Reducing Multiple Scores

It’s possible to use multiple scorers in parallel, then reduce their output into a final overall score. This is done using the multi_scorer() function. For example, this is roughly how the built in model graders use multiple models for grading:

multi_scorer(
    scorers = [model_graded_qa(model=model) for model in models],
    reducer = "mode"
)

Use of multi_scorer() requires both a list of scorers as well as a reducer which determines how a list of scores will be turned into a single score. In this case we use the “mode” reducer which returns the score that appeared most frequently in the answers (i.e. a majority vote). See Reducing Epochs for the full set of built-in reducers.

Sandbox Access

If your Solver is an Agent with tool use, you might want to inspect the contents of the tool sandbox to score the task.
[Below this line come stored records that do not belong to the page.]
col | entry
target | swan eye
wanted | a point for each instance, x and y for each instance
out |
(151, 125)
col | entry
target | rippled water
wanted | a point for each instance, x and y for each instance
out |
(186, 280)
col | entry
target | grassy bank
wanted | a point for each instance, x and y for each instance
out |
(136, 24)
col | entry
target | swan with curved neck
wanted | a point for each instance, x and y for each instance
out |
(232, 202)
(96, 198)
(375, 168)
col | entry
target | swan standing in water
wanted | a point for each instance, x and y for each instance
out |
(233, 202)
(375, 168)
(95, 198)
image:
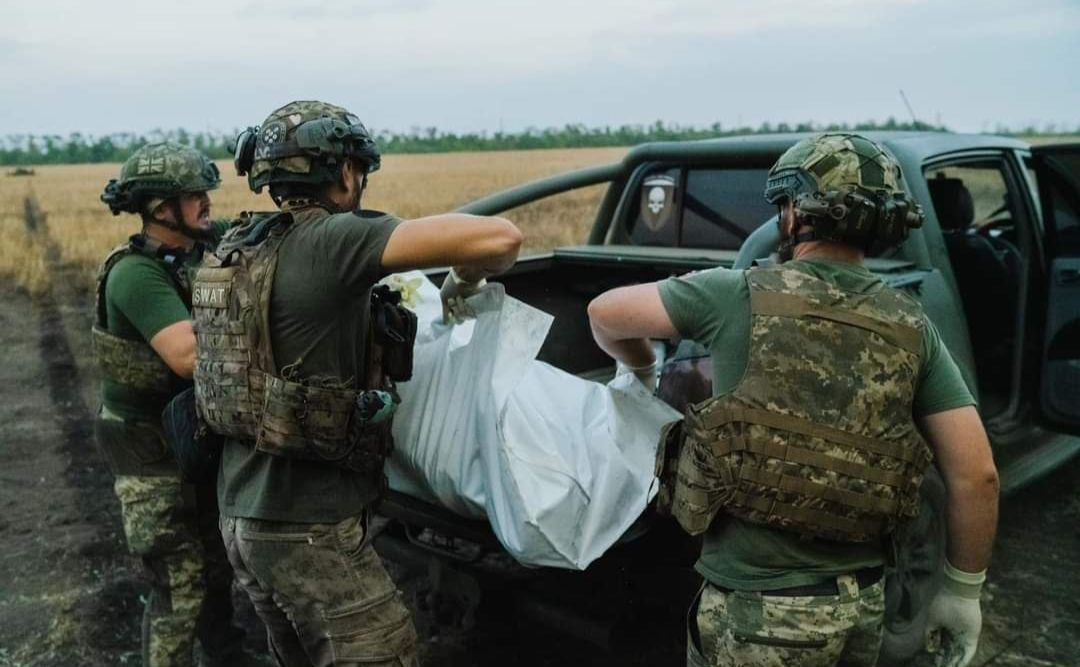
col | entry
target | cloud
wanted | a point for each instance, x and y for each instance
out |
(327, 10)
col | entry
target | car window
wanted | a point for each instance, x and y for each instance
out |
(698, 208)
(973, 195)
(723, 206)
(1063, 202)
(657, 208)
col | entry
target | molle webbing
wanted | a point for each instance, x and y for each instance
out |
(794, 424)
(239, 391)
(792, 305)
(230, 301)
(818, 436)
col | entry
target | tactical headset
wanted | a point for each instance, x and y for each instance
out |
(326, 141)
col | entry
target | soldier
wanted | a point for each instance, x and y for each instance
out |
(825, 383)
(297, 354)
(145, 346)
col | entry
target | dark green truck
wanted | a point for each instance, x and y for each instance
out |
(996, 266)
The contents of the sandbox for the Sample are available to the scorer; simply call await sandbox().read_file() (or .exec()).

For example:

from inspect_ai import Task, task
from inspect_ai.dataset import Sample
from inspect_ai.scorer import Score, Target, accuracy, scorer
from inspect_ai.solver import Plan, TaskState, generate, use_tools
from inspect_ai.tool import bash
from inspect_ai.util import sandbox


@scorer(metrics=[accuracy()])
def check_file_exists():
    async def score(state: TaskState, target: Target):
        try:
            _ = await sandbox().read_file(target.text)
            exists = True
        except FileNotFoundError:
            exists = False
        return Score(value=1 if exists else 0)

    return score


@task
def challenge() -> Task:
    return Task(
        dataset=[
            Sample(
                input="Create a file called hello-world.txt",
                target="hello-world.txt",
            )
        ],
        solver=[use_tools([bash()]), generate()],
        sandbox="local",
        scorer=check_file_exists(),
    )

Scanners as Scorers

If instead of grading task success you want to flag transcripts that exhibit a particular behaviour (refusals, evaluation awareness, reward hacking), you can write a scanner and add it to a task’s scorers. The scanner’s Result is converted to a Score and aggregated like any other scorer. See Scanners as Scorers for details.